Trading Chapman is a no-brainer, but resigning him this offseason? Consider it

Very rarely is a player dealt at the trade deadline and back with the team that traded him the following year. Once a team gets rid of that player, fan bases and organizations begin to move on, cheering for the new player(s) they’ve acquired for the aforementioned recently traded player. If you’re the New York Yankees, Aroldis Chapman must be dealt by August 1st. That said; why not strongly consider resigning him during the upcoming free agency?
Photo Credit: Elsa | Getty Images
The Yankees “ No Runs DMC” has been ultra successful both on and off the field. They’ve reigned terror to opposing teams in the batters box and even have shirts made for them in all the stores around Yankee Stadium. The Yankees are 18-1 in 2016 when Dellin Betances, Andrew Miller and Aroldis Chapman pitch, the one loss being a disastrous rain delayed game in Baltimore. The Royals previously showed everyone how far a strong bullpen could take you in the postseason, so why not replicate it.

Dealing Chapman is obviously what puts the wheels in motion. There are plenty of contenders around the game looking for bullpen help, and Chapman provides that and more as his 100-plus MPH fastball plays in any park for any team. Chapman will bring a nice haul back to the Yankees, one that’s better than what the Reds received when they originally dealt him for Rookie Davis plus more. Chapman’s a rental, so the Yankees can’t ask for the moon, but a few stars nearby is reasonable.

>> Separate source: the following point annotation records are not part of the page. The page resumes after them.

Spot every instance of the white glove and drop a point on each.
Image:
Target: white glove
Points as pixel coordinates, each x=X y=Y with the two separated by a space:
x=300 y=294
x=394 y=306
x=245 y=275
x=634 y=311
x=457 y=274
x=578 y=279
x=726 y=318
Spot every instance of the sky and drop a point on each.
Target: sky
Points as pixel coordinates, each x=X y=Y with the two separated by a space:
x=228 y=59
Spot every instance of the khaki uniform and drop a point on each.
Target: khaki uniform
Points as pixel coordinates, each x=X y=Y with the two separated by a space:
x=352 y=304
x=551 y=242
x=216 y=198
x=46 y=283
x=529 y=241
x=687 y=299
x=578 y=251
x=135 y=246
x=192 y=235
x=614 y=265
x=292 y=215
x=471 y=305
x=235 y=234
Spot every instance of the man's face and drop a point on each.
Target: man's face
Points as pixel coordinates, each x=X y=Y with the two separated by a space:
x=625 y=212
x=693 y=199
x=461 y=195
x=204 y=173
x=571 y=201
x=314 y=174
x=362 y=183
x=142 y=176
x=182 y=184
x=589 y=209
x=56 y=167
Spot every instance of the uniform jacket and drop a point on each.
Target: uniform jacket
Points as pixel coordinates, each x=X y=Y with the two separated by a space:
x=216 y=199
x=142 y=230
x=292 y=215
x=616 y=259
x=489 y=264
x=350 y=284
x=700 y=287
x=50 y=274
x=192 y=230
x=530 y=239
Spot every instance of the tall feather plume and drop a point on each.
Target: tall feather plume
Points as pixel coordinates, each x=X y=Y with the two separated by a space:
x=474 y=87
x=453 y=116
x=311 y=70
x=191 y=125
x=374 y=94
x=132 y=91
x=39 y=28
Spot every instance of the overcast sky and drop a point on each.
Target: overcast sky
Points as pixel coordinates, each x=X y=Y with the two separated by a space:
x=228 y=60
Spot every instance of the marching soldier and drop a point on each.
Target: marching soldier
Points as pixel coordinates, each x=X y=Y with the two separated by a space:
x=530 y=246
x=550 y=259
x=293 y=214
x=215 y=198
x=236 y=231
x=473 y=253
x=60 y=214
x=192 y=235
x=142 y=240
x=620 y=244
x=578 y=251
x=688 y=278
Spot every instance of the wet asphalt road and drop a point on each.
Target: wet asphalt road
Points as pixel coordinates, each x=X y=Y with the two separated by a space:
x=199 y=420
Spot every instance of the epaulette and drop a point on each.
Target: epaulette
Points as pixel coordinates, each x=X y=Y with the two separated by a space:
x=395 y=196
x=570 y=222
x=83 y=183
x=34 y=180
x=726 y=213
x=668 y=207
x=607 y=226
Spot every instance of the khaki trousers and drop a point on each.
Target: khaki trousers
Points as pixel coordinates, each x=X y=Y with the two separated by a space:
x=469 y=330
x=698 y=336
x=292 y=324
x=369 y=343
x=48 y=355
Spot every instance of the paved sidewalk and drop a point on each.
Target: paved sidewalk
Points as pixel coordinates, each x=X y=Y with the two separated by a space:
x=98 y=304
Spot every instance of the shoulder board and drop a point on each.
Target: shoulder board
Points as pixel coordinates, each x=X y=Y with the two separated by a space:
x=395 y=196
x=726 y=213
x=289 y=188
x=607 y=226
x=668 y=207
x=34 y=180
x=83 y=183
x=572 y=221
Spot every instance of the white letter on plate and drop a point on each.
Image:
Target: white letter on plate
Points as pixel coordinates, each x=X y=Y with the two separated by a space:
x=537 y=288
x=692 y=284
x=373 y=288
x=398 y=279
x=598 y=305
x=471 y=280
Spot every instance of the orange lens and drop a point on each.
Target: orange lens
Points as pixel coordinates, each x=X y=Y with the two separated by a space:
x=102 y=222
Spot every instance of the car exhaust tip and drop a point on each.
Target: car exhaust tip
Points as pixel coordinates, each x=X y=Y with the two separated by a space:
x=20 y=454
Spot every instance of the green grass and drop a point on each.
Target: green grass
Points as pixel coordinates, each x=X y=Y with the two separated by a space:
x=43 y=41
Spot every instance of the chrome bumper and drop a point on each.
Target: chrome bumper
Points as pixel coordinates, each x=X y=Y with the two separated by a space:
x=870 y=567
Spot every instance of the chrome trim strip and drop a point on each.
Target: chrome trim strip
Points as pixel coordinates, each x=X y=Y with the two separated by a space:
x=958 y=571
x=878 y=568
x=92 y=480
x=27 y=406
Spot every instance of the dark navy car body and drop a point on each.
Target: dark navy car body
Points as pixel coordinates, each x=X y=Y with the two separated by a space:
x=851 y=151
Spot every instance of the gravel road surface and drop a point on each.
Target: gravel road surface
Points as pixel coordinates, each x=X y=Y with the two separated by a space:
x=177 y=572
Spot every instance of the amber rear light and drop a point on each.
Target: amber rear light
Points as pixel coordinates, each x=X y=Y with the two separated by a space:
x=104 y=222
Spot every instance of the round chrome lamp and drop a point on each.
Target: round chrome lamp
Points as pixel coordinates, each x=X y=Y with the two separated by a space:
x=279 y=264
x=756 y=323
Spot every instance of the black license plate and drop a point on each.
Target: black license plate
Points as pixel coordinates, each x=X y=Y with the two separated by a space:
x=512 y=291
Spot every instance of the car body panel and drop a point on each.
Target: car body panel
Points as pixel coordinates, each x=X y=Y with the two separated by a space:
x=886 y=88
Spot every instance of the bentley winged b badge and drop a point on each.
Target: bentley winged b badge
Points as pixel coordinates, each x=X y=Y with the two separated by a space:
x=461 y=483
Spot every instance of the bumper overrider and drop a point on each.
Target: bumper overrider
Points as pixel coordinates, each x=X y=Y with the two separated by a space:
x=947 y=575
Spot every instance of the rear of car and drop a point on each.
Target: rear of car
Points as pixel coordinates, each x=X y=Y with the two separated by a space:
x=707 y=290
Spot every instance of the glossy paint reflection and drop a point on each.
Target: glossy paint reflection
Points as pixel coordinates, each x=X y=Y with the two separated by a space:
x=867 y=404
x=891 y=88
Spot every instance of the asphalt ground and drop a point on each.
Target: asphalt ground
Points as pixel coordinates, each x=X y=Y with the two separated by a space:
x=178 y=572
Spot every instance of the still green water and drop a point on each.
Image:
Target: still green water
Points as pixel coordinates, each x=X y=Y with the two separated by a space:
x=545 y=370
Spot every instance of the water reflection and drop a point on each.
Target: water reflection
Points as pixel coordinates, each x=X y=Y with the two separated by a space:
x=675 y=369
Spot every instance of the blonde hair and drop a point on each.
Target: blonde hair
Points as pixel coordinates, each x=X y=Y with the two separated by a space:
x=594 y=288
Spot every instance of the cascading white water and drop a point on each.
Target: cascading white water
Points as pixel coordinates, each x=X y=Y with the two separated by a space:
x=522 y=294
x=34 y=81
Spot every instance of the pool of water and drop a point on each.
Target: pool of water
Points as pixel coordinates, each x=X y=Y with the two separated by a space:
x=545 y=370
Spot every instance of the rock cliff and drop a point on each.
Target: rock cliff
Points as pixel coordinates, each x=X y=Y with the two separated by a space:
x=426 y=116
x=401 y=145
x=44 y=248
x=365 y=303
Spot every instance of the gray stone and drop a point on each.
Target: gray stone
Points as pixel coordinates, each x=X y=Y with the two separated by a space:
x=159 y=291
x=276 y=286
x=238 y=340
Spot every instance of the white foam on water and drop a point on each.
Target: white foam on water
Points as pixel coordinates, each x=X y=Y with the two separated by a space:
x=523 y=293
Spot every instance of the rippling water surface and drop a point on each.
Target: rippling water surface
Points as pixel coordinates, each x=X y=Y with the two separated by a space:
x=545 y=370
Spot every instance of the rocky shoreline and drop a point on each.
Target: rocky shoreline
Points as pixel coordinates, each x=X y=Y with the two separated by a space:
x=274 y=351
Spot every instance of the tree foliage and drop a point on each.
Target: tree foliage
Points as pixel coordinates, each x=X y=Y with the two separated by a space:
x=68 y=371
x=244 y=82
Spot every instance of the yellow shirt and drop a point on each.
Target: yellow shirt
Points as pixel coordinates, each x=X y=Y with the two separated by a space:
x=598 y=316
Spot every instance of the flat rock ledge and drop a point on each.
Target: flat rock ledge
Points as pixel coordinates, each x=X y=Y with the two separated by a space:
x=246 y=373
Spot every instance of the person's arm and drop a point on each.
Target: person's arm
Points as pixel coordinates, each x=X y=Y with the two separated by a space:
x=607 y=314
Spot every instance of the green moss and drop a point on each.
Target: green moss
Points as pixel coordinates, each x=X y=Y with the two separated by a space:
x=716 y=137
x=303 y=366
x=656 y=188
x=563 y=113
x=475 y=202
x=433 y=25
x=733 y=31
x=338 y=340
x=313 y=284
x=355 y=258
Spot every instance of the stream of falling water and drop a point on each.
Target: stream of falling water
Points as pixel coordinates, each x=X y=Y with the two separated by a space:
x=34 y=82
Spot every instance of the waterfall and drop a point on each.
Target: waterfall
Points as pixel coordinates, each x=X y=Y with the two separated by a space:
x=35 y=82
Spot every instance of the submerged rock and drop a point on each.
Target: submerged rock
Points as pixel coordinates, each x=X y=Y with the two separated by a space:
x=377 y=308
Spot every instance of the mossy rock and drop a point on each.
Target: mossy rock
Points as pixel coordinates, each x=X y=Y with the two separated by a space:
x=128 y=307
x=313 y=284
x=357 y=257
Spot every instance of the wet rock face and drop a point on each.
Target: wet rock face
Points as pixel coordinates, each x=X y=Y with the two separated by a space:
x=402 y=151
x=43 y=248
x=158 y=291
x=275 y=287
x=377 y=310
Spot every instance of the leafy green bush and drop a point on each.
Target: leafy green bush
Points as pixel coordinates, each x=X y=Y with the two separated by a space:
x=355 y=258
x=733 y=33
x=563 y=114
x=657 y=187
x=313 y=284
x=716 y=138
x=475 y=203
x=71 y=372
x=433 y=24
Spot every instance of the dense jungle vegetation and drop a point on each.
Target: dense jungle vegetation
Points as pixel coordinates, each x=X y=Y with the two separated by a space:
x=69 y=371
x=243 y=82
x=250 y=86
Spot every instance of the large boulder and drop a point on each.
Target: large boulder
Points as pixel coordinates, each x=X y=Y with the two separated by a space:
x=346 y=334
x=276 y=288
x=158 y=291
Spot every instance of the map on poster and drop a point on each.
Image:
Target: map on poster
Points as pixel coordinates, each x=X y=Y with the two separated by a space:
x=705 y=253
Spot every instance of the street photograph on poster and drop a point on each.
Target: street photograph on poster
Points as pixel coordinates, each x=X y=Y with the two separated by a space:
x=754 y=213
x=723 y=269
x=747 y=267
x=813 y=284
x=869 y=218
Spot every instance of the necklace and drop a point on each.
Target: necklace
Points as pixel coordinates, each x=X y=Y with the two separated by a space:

Once he’s gone, the next order of business is discussing the type of money it would take to bring him back. Over the last few years, some elite relievers have signed some big contracts;
  • 2014 – David Robertson; four-years, $46 million.
  • 2014 – Andrew Miller; four-years, $36 million.
  • 2015 – Darren O’Day; four-years, $31 million.
Amongst the three aforementioned relievers, Chapman is the youngest of the bunch by nearly three years. He’s also been the best at what he does for sometime, so his contract will likely be up over $50 million. The Yankees, however, have a lot of money coming off of the books in the next two years. They’ll have Miller on the books for another two years when 2016 comes to a close and Betances becomes arbitration eligible in 2017 and won’t be a free agent until 2020.

With so much money coming off of the books, the Yankees must consider reuniting the big three at the end of the pen barring one gets traded. General Manager Brian Cashman should be praised if he could pull something like this off. Grabbing a handful of top prospects and than bringing back the guy you traded for those same prospects. Slow play this hand, Mr. Cashman. Then go all in this upcoming offseason.